Netflix ekranlarında 15 Şubat günü Lidia Poët’in Hukuk Mücadelesi adlı dizisi yayınlandı.
Lidia Poët’in Hukuk Mücadelesi ilk sezonu 6 bölümden oluşurken dizinin yönetmenliklerini Letizia Lamartire, Matteo Rovere ikilisi üstlenirken Matilda De Angelis, Eduardo Scarpetta, Pier Luigi Pasino gibi İtalyan sineması ve dizilerinin tanınmış isimleri rol aldılar.
Dizi aslında gerçek bir öyküden yola çıkılarak hazırlanmış. Dizinin kahramanı ve diziye ismini de veren Lidia Poët 1885 yılında İtalya’nın Torino kentinde doğmuş ve iyi bir eğitim aldıktan sonra 1878 yılında Torino Hukuk Üniversitesi’ne kaydolduktan sonra 1881 yılında başarı ile mezun olmuş bir kadın.
Lidia Poët mezun olduktan sonra avukatlık yapmak istemiş ve daha ilk davasında baro tarafından kadınların avukatlık yapmasını engellemesi üzerine avukatlık yapamamış ve 1949 yılında 93 yaşında ölene kadar kadınların avukatlık yapması ve seçme, seçilme haklarına sahip olması için mücadele etmiş ama bu mücadelesinde sadece kadınların seçme hakkını aldıklarını görmüş ama kadınların avukatlık yapmasına izin veren kanunun görmeden hayatını kaybetmiştir.
Şimdi bu kadar bilgi verdikten sonra gelelim dizimize.
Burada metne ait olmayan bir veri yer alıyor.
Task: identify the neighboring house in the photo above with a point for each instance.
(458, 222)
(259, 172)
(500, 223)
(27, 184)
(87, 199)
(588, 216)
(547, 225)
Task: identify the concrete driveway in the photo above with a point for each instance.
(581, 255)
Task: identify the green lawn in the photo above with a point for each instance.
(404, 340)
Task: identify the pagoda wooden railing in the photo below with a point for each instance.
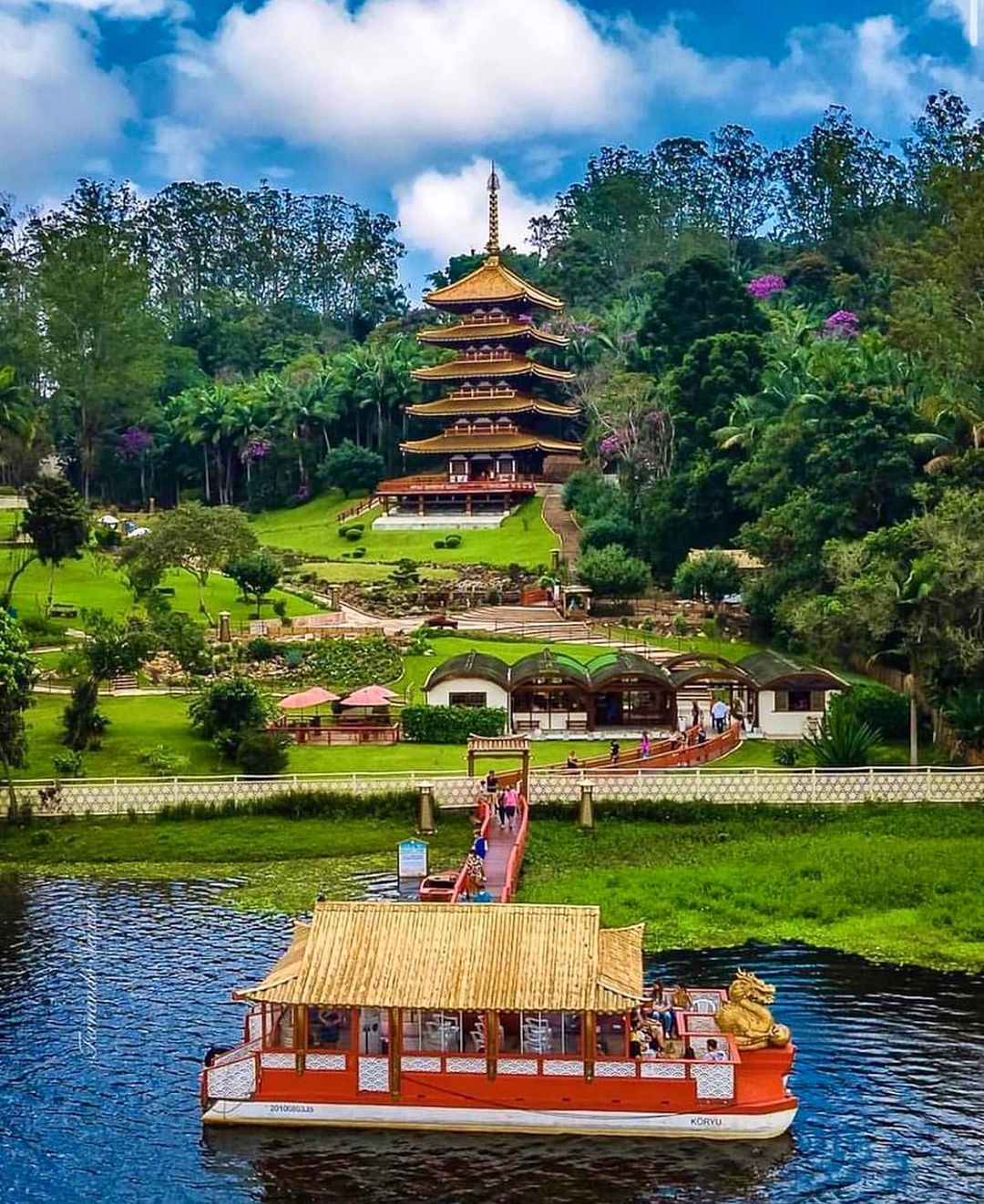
(482, 390)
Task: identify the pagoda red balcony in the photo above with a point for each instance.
(435, 483)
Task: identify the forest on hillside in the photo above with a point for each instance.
(781, 351)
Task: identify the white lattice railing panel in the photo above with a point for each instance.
(465, 1066)
(422, 1065)
(236, 1054)
(564, 1069)
(374, 1074)
(279, 1061)
(715, 1080)
(662, 1070)
(516, 1066)
(145, 796)
(614, 1069)
(236, 1080)
(325, 1062)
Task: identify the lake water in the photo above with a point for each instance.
(111, 992)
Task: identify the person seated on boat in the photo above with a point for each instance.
(325, 1026)
(713, 1054)
(661, 1009)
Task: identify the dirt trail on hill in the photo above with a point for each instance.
(560, 522)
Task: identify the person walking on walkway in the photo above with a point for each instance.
(512, 800)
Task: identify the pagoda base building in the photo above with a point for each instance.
(501, 421)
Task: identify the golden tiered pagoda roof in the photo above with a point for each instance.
(479, 332)
(486, 370)
(451, 441)
(492, 282)
(512, 403)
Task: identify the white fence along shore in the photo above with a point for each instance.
(143, 796)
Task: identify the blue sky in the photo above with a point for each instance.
(401, 103)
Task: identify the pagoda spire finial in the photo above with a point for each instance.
(492, 246)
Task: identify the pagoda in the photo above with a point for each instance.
(500, 418)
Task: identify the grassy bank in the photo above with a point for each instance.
(313, 529)
(145, 721)
(894, 884)
(281, 864)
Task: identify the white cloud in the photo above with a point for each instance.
(393, 77)
(446, 213)
(180, 149)
(58, 107)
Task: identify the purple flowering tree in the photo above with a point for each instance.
(764, 287)
(134, 444)
(639, 431)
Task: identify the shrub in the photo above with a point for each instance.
(164, 761)
(877, 706)
(609, 529)
(610, 572)
(261, 754)
(82, 721)
(841, 740)
(452, 725)
(227, 709)
(786, 754)
(67, 765)
(354, 662)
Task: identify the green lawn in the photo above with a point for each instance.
(889, 883)
(96, 583)
(143, 721)
(313, 529)
(336, 571)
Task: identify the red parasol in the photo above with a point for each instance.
(313, 698)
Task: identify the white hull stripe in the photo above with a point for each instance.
(497, 1120)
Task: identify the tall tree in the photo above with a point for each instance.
(56, 524)
(104, 344)
(17, 676)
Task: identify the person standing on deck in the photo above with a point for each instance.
(511, 801)
(718, 713)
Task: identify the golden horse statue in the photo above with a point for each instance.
(747, 1017)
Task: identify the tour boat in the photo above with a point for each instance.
(493, 1017)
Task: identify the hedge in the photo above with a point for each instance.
(452, 725)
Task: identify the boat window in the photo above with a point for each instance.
(329, 1028)
(441, 1031)
(612, 1036)
(279, 1027)
(541, 1032)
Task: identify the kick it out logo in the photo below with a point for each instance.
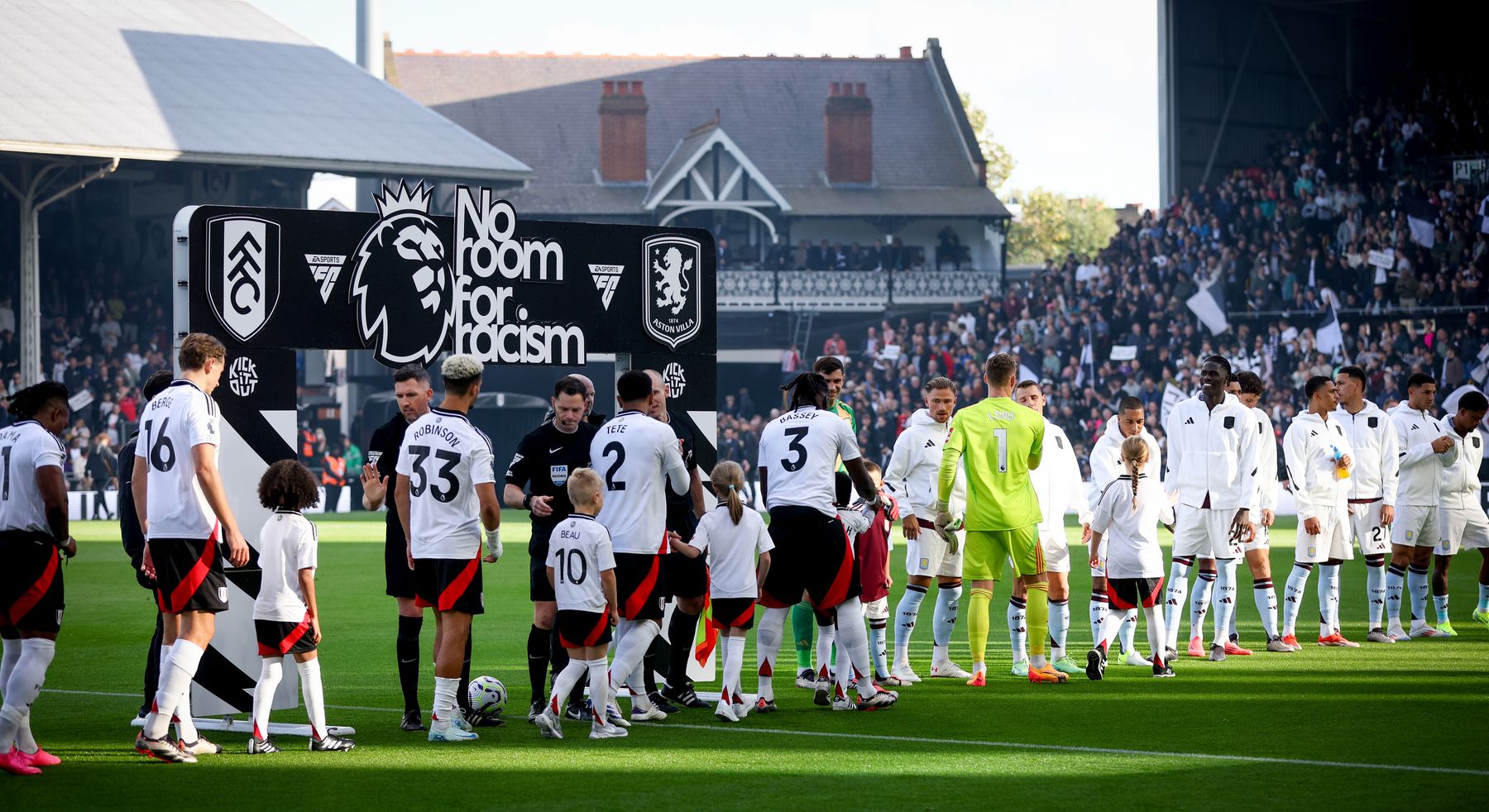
(495, 273)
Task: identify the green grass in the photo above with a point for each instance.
(1418, 704)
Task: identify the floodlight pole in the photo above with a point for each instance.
(30, 316)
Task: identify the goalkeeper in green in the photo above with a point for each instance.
(1001, 442)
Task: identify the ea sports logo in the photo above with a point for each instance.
(401, 283)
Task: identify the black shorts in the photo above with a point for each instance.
(733, 613)
(188, 575)
(639, 585)
(395, 570)
(1124, 594)
(580, 628)
(30, 582)
(448, 585)
(685, 577)
(283, 637)
(538, 586)
(812, 553)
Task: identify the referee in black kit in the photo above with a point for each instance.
(543, 465)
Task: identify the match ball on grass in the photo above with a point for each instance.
(487, 696)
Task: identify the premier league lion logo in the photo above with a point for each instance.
(401, 281)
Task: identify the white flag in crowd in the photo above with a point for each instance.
(1206, 305)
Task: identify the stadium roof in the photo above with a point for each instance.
(545, 110)
(213, 81)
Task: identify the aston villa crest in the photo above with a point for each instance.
(672, 305)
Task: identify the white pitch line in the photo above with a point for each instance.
(1077, 748)
(977, 743)
(137, 696)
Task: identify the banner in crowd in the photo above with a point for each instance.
(409, 284)
(1206, 305)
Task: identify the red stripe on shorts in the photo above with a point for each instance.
(456, 590)
(638, 598)
(194, 577)
(22, 605)
(599, 628)
(839, 590)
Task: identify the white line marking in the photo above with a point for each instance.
(977, 743)
(1094, 750)
(137, 696)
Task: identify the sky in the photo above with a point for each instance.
(1070, 85)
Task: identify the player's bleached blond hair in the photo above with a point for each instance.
(582, 485)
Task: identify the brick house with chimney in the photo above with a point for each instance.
(767, 152)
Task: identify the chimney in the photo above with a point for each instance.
(623, 131)
(849, 132)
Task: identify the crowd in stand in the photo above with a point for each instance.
(1340, 214)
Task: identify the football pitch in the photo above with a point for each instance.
(1367, 728)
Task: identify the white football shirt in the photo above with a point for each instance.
(176, 421)
(444, 458)
(26, 448)
(286, 546)
(638, 456)
(578, 551)
(800, 451)
(731, 551)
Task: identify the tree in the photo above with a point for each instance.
(1053, 227)
(999, 161)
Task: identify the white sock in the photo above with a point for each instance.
(1396, 583)
(1199, 603)
(1128, 629)
(175, 683)
(1327, 575)
(1178, 592)
(767, 646)
(1224, 598)
(1416, 585)
(947, 605)
(1266, 597)
(1059, 625)
(733, 662)
(446, 689)
(599, 687)
(1440, 603)
(314, 696)
(1098, 613)
(12, 655)
(565, 683)
(826, 635)
(1293, 599)
(906, 616)
(876, 646)
(855, 642)
(1375, 590)
(1019, 628)
(27, 677)
(270, 676)
(185, 723)
(1156, 633)
(629, 662)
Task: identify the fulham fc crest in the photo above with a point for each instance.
(672, 305)
(243, 256)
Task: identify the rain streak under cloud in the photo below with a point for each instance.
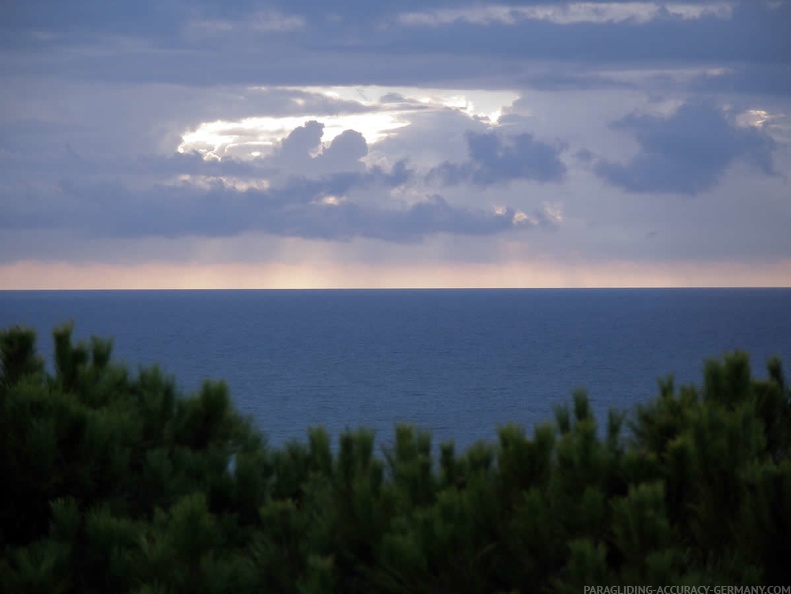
(530, 144)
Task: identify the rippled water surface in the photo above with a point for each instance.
(458, 362)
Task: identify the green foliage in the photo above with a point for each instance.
(117, 482)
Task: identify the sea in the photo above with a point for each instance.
(458, 363)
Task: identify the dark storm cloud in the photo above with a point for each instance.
(687, 152)
(299, 208)
(497, 158)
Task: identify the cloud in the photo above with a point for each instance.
(566, 13)
(496, 158)
(687, 152)
(318, 209)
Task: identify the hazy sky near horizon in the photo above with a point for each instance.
(371, 144)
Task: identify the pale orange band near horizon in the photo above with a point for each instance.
(33, 275)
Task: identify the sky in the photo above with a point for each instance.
(359, 144)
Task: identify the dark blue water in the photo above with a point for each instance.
(458, 362)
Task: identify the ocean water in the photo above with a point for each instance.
(456, 362)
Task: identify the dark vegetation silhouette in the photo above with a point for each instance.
(116, 482)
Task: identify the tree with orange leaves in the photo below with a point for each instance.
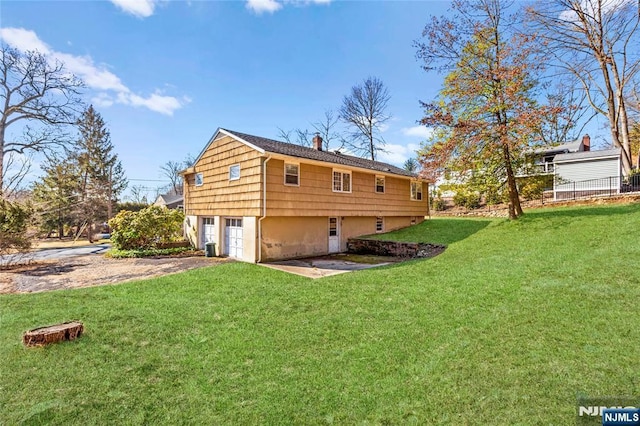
(486, 115)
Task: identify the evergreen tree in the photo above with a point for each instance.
(56, 194)
(101, 174)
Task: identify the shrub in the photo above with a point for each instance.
(14, 220)
(146, 229)
(532, 187)
(467, 199)
(439, 204)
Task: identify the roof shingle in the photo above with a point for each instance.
(284, 148)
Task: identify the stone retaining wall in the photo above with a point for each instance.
(393, 248)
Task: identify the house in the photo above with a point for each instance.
(540, 160)
(259, 199)
(587, 173)
(170, 201)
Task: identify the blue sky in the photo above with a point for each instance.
(165, 74)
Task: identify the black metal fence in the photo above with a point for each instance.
(603, 187)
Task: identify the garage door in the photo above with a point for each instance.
(208, 230)
(233, 238)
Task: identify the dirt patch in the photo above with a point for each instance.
(92, 270)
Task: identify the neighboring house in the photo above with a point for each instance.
(541, 159)
(259, 199)
(170, 201)
(587, 173)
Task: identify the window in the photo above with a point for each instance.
(333, 226)
(234, 172)
(380, 184)
(291, 174)
(416, 191)
(341, 181)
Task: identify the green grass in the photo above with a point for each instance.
(508, 326)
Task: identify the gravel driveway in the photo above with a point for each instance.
(92, 270)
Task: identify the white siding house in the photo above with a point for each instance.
(587, 173)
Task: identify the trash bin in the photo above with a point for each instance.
(210, 249)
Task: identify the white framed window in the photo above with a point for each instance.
(291, 174)
(341, 181)
(416, 191)
(380, 184)
(234, 172)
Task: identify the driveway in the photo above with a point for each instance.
(54, 253)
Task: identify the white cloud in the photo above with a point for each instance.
(109, 86)
(271, 6)
(138, 8)
(418, 131)
(261, 6)
(23, 40)
(398, 154)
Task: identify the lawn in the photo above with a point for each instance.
(509, 325)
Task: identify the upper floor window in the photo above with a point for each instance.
(416, 191)
(341, 181)
(380, 184)
(291, 174)
(234, 172)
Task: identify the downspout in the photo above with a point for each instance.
(264, 206)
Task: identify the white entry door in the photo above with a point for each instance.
(233, 238)
(208, 230)
(334, 235)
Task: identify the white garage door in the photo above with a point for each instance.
(233, 238)
(208, 230)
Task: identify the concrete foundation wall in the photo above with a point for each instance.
(291, 237)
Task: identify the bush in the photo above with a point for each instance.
(14, 220)
(439, 204)
(147, 229)
(532, 187)
(467, 199)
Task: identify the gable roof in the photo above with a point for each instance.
(284, 148)
(169, 198)
(587, 155)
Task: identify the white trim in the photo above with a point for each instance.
(421, 191)
(342, 173)
(384, 184)
(195, 179)
(291, 163)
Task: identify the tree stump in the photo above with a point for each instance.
(53, 333)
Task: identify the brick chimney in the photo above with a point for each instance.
(317, 142)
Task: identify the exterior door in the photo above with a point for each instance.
(233, 238)
(334, 235)
(208, 230)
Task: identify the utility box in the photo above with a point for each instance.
(210, 249)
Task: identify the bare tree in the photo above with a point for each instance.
(567, 116)
(171, 170)
(296, 136)
(411, 165)
(326, 128)
(42, 95)
(596, 42)
(364, 110)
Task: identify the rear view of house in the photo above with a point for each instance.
(258, 199)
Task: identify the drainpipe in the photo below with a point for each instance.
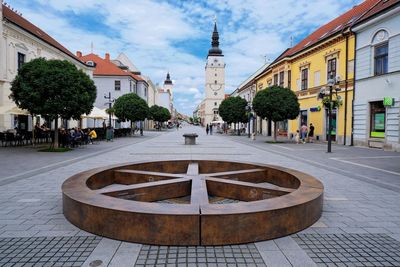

Lidia Poët’in Hukuk Mücadelesi ilk sezonu 6 bölümden oluşurken ilk bölümü 52 dakika diğer bölümler ise 40 dakikadan oluşmakta. Yani boş bir gününüzde veya akşamınızda tam çerezlik bir dizi.
Oldum olası gerçek hayat öykülerinden yola çıkılarak yapılan dizi ve filmlere ilgi gösteririm. Bu dizi için övgüyle söyleyebileceğim o kadar çok şey var ki. Mesela çok başarılı bir dönem dizisi olmuş. Kullanılan mekanlar, dekorlar ve kostümler oldukça başarılı.
Dizinin her bölümü farklı bir suç dosyası içerirken diziyi izlemeye başlarken farklı bir düşünce ile başlayacaklara kısa bir spoiler vermek isterim. Dizi bir hukuk mücadelesi üzerine kurulmamış. sahip olmamasına rağmen ağabeyi sistanı olarak davalar alıyor ve bu davaları çözüyor.
Lidia Poët (Matilda De Angelis) avukatlık yapma hakkı elinden alınınca maddi zorluklar yaşar ve kendisi gibi avukat olan ağabeyi avukat Enrico Poët’in (Pier Luigi Pasino) evine sığınır. Evde ağabeyi, eşi , yeğeni ve ağabeyinin eşinin erkek kardeşi gazeteci Jacopo Barberis (Eduardo Scarpetta) yaşamaktadır.
İlk başlarda Lidia’nın ağabeyi dahi kız kardeşinin avukatlık yapmasına karşıyken dayanamayarak yanına asistan olarak alır ve aslında çok istemese de kardeşinin kendisine zorla aldırdığı davaları çözemeye başlarlar.
Evet her bölümde ayrı bir suçluyu adeta ipten alan Lidia’yı izlerken bu kızın içine Sherlock Holmes’mı kaçmış diyeceksiniz. Çünkü tüm suçlamaları adeta bir Sherlock Holmes edasıyla olayı, olay mahallini ve tanıkları inceleyerek savunuyor.
Yukarıda belirttiğim gibi dizi bir biyografik dizi hiç değil. Hukuk mücadelesi veren bir kadının mücadelesi de değil. Dizi aslında bir nevi dedektif gibi çalışan ve elinden avukatlık hakkı alınan bir kadının müvekkillerini kurtarmak için giriştiği güzel bir dedektiflik dizisi.
Neredeyse tüm oyuncular büyük bir özenle seçilmiş ve canlandırdıkları karakterlere gerçekten hayat vermişler. Amiyane tabirle oyunculukların tamamı 10 numara 5 yıldız. Bunun yanında dizinin müzikleri de harika.
Tüm bunların yanında bu diziyi izlerken bizim Türk dizileri bir an aklıma geldi. Salak salak diyaloglar ve gereksiz karelerle izleyicisini bayan dizilerden sıkılmışsanız bu dizi tam size göre.